Eight hundred years before Bram Stoker gave us the West's most memorable literary vampire in Dracula and long before the historical exploits of Vlad Tepes "The Impaler" horrified Europe, the Russian Primary Chronicles wrote of a Novgorodian priest as upyr' likhij, or "wicked vampire." The Slavic and Balkan worlds abound in histories, legends, myths, and literary portraits of the so-called undead, creatures which draw life out of the living in order to sustain themselves. These stories of the vampire simultaneously fascinate and horrify, as they draw the reader closer to an understanding of death and the undead.
Slavic Blood: The Vampire in Russian and East European Cultures is a unique volume that brings together a wide variety of historical, critical, and literary texts that reveal and explore the origins, growth, and development of the vampire myth from its beginnings to the 21st century. It examines the vampire myth within the region of its origin in Western cultures - the lands of the Balkans, Eastern Europe, and Russia - and reviews the earliest recorded tales, as well as recent portrayals of Russian vampires on film, to give the reader a dynamic perspective on one the world's most enduring cultural phenomena. This edition features additional fiction and nonfiction material on sociopolitical interpretations of the vampire, as well as new song lyrics on vampire and werewolf themes.
Slavic Blood is ideal for courses ranging from folklore to gothic studies, and Slavic to religious studies.

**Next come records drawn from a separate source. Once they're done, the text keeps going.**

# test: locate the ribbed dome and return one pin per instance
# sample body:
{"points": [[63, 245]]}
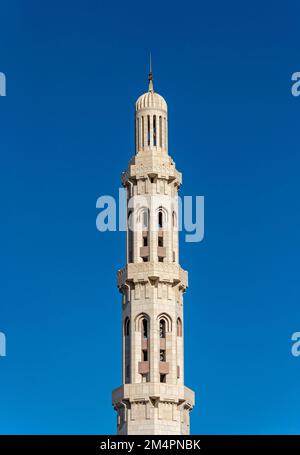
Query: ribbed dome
{"points": [[151, 100]]}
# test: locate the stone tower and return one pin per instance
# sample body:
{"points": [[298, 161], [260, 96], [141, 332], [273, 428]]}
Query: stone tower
{"points": [[152, 398]]}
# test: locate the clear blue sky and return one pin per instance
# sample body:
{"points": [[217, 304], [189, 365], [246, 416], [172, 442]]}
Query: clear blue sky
{"points": [[74, 70]]}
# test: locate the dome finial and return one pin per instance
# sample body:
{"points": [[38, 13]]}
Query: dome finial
{"points": [[150, 77]]}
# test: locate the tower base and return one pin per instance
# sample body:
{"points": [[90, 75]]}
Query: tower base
{"points": [[151, 408]]}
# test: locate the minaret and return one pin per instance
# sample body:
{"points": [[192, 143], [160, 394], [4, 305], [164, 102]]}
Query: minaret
{"points": [[152, 398]]}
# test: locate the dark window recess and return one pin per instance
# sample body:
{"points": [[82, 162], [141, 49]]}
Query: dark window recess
{"points": [[145, 355], [162, 355]]}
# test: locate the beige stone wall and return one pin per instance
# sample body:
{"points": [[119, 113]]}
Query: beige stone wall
{"points": [[152, 289]]}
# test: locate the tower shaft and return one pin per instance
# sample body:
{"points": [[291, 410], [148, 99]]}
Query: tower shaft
{"points": [[152, 398]]}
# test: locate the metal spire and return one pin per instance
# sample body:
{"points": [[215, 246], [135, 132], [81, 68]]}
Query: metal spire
{"points": [[150, 77]]}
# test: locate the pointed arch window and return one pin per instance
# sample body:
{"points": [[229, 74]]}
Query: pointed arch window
{"points": [[145, 328], [127, 327], [154, 130], [162, 328], [179, 327]]}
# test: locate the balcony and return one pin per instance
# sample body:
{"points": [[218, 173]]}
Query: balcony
{"points": [[162, 343], [144, 343], [144, 251]]}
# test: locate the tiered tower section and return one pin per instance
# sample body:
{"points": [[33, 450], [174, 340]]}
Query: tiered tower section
{"points": [[153, 398]]}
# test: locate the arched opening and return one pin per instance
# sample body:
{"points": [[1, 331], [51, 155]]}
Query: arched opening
{"points": [[162, 328], [145, 328], [154, 130], [127, 327]]}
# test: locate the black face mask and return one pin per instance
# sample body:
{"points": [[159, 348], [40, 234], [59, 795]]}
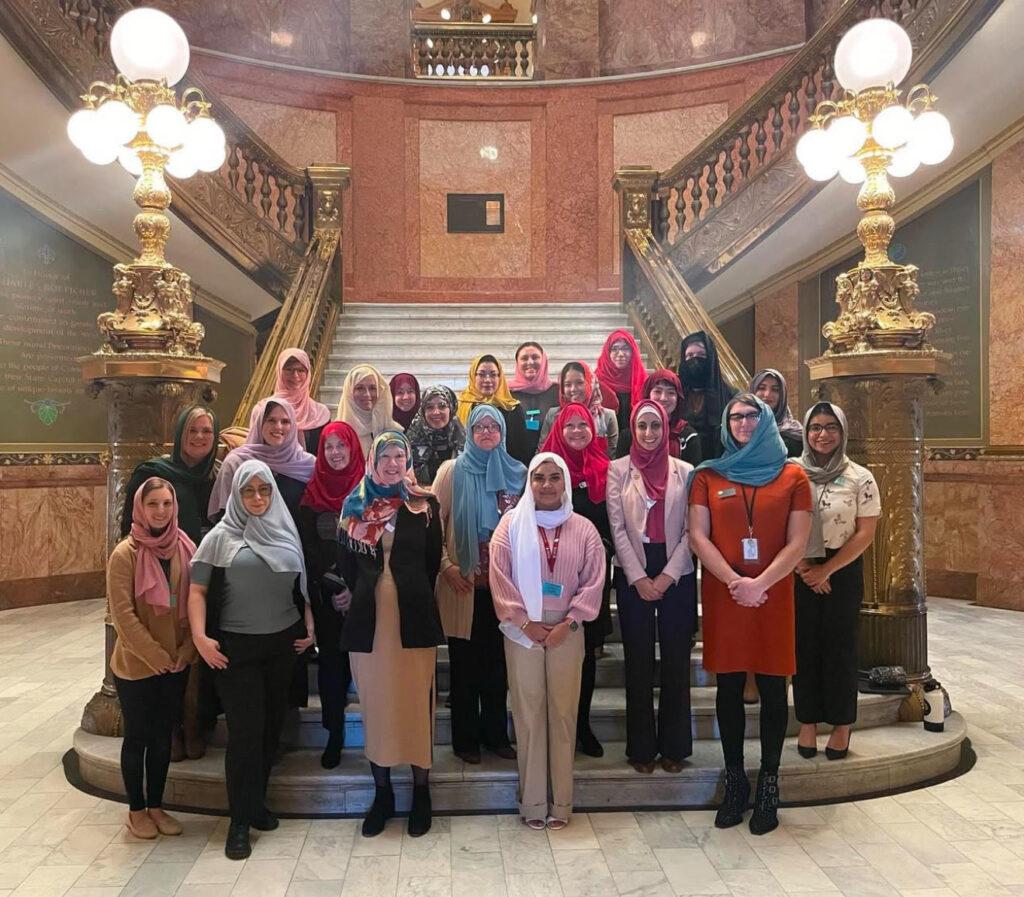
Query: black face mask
{"points": [[696, 370]]}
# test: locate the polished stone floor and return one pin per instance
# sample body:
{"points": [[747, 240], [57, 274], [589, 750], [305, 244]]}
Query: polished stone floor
{"points": [[963, 838]]}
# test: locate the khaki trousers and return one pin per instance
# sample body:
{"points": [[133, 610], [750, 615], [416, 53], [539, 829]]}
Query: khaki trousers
{"points": [[544, 687]]}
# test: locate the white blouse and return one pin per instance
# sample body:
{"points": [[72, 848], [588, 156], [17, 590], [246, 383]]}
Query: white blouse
{"points": [[841, 502]]}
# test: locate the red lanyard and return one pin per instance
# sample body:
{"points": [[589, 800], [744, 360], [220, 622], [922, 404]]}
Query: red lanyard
{"points": [[551, 551]]}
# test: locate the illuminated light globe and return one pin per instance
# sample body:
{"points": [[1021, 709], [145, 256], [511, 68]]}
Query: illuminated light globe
{"points": [[852, 171], [847, 134], [166, 126], [120, 123], [905, 162], [892, 127], [148, 45], [873, 53]]}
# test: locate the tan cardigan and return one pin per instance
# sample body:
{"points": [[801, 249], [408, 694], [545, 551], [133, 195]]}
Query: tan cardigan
{"points": [[146, 641]]}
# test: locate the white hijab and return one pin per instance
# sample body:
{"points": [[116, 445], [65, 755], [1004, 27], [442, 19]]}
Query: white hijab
{"points": [[523, 520]]}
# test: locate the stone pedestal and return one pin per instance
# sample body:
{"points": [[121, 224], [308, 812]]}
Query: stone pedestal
{"points": [[145, 393], [882, 392]]}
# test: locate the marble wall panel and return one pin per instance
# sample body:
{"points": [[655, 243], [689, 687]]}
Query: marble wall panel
{"points": [[776, 338], [647, 35], [301, 136], [1006, 375], [469, 157]]}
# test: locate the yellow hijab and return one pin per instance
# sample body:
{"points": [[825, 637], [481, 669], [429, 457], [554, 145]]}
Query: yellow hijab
{"points": [[368, 425], [470, 396]]}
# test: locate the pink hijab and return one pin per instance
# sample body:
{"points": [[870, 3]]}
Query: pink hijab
{"points": [[151, 584], [308, 414]]}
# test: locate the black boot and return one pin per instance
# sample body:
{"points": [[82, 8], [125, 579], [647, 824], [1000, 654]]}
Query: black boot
{"points": [[380, 812], [237, 846], [765, 815], [332, 754], [737, 794], [419, 814]]}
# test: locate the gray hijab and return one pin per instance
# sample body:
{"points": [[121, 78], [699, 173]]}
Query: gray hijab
{"points": [[271, 537], [822, 475]]}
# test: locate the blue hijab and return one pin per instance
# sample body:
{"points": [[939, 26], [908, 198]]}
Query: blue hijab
{"points": [[477, 478], [761, 460]]}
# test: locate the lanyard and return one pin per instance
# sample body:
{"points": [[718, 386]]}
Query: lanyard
{"points": [[749, 507], [551, 551]]}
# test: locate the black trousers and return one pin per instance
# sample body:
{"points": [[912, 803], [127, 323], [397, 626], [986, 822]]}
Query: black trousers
{"points": [[732, 717], [824, 689], [479, 682], [334, 675], [152, 708], [254, 692], [670, 621]]}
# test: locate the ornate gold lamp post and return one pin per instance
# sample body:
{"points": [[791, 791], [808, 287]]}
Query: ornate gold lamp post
{"points": [[879, 362], [150, 366]]}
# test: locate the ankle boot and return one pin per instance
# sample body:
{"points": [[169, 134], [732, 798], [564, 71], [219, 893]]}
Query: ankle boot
{"points": [[737, 794], [332, 753], [380, 812], [419, 814], [765, 815]]}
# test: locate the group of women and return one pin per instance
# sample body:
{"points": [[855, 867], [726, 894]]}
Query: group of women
{"points": [[496, 521]]}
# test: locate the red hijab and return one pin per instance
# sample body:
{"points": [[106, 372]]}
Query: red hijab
{"points": [[151, 584], [614, 380], [652, 463], [329, 487], [589, 466]]}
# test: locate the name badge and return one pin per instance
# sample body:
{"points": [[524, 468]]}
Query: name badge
{"points": [[551, 590]]}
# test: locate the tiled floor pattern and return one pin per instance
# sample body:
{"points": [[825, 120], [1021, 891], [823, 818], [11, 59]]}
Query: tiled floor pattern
{"points": [[963, 838]]}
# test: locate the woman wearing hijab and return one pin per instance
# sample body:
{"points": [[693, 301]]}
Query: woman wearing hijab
{"points": [[339, 468], [535, 389], [273, 438], [390, 554], [769, 386], [655, 591], [436, 434], [406, 398], [367, 404], [705, 390], [487, 386], [830, 583], [621, 373], [251, 618], [577, 384], [664, 387], [147, 588], [542, 597], [293, 386], [473, 492], [750, 519], [572, 438], [190, 469]]}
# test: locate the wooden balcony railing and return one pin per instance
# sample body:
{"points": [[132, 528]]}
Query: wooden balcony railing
{"points": [[255, 210], [462, 51]]}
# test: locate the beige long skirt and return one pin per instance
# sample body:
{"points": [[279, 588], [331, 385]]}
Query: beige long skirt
{"points": [[395, 685]]}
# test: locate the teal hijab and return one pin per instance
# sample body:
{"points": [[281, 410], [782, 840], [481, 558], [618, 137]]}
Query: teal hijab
{"points": [[761, 460], [477, 478]]}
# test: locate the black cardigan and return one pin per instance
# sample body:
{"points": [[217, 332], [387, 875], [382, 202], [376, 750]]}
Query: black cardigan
{"points": [[416, 558]]}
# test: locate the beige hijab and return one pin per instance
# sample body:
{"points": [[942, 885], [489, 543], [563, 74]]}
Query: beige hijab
{"points": [[368, 425]]}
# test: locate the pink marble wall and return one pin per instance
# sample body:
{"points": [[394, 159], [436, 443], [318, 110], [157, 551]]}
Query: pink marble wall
{"points": [[473, 158], [776, 338], [645, 35], [1006, 375]]}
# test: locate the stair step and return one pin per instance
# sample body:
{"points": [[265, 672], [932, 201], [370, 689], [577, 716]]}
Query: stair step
{"points": [[881, 760]]}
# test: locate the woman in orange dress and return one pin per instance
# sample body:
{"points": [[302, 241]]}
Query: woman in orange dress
{"points": [[750, 520]]}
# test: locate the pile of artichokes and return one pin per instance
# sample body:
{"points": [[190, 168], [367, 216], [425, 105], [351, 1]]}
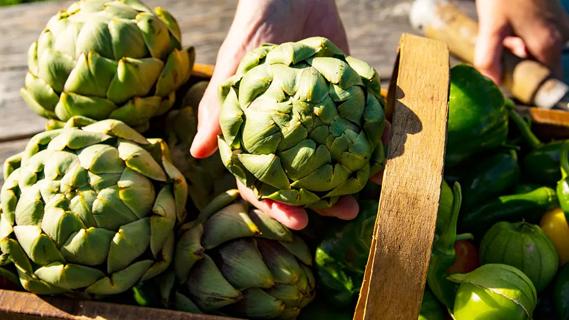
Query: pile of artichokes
{"points": [[90, 208], [108, 200]]}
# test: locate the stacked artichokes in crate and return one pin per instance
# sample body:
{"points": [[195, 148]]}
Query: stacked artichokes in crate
{"points": [[236, 259], [90, 209], [107, 59], [109, 200]]}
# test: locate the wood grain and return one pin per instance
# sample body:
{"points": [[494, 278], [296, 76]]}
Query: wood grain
{"points": [[522, 77], [412, 179], [547, 124], [27, 306]]}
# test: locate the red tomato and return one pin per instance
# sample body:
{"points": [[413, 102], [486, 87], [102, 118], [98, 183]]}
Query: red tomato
{"points": [[466, 257], [7, 285]]}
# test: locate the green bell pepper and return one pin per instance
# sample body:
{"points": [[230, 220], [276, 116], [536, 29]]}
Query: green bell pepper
{"points": [[563, 183], [528, 206], [541, 165], [443, 253], [478, 118], [431, 309], [342, 255], [488, 178]]}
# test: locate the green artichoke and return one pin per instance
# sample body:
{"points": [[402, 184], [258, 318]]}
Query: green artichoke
{"points": [[90, 209], [236, 260], [208, 177], [107, 59], [302, 123], [342, 255]]}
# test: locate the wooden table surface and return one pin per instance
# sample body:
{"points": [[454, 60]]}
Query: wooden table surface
{"points": [[373, 28]]}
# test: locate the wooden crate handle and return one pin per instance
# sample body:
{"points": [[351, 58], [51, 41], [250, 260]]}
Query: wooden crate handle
{"points": [[397, 266], [444, 21]]}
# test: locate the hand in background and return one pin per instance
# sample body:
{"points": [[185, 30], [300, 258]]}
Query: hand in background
{"points": [[274, 21], [528, 28]]}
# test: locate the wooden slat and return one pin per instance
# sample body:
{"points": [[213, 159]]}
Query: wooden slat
{"points": [[408, 206], [27, 306]]}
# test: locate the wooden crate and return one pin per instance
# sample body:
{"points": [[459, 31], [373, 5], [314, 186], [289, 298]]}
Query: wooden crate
{"points": [[447, 22], [401, 245]]}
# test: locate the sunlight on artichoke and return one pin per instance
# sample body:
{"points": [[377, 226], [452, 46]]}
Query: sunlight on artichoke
{"points": [[90, 209], [302, 123], [107, 59]]}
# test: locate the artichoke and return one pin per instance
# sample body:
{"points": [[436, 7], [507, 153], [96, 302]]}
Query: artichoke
{"points": [[302, 123], [342, 255], [208, 177], [236, 260], [90, 209], [107, 59]]}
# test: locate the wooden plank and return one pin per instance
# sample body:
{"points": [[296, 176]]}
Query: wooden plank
{"points": [[411, 183], [27, 306]]}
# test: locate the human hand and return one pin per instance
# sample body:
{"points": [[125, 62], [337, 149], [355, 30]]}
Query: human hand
{"points": [[528, 28], [257, 22]]}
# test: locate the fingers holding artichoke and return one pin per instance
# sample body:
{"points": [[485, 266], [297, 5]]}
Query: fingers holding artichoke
{"points": [[302, 123], [107, 59], [90, 209], [236, 260]]}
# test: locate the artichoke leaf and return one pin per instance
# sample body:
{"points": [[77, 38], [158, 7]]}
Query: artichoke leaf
{"points": [[209, 289], [265, 167], [68, 276], [120, 281], [229, 223], [188, 251], [130, 242], [134, 77], [91, 75], [88, 246], [242, 265]]}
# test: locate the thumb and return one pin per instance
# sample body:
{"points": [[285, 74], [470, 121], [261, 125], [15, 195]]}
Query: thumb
{"points": [[489, 44], [205, 141]]}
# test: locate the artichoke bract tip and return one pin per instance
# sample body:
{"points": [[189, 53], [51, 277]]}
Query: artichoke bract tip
{"points": [[302, 123], [107, 59]]}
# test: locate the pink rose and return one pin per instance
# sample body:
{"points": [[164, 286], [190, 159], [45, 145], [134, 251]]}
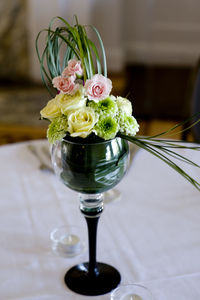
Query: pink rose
{"points": [[65, 85], [73, 68], [98, 87]]}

Thomas J. Garza, Ed.D., is Regents and University Distinguished Teaching Associate Professor of Slavic and Eurasian Studies at the University of Texas. He teaches courses on the Russian language and literature, foreign language pedagogy, and contemporary Russian culture. His popular course, "The Vampire in Slavic Cultures," has been taught since 1997, and he has published several articles on the contemporary image of the vampire in Russian popular culture in both United States and Russian academic journals. A native Texan, Dr. Garza received his doctorate from Harvard University in 1987. During his tenure at the University of Texas, he has received numerous awards for undergraduate teaching. His current research is on filmic and cultural portraits of machismo in contemporary Russian and Latino cultures during the '90s and 2000s.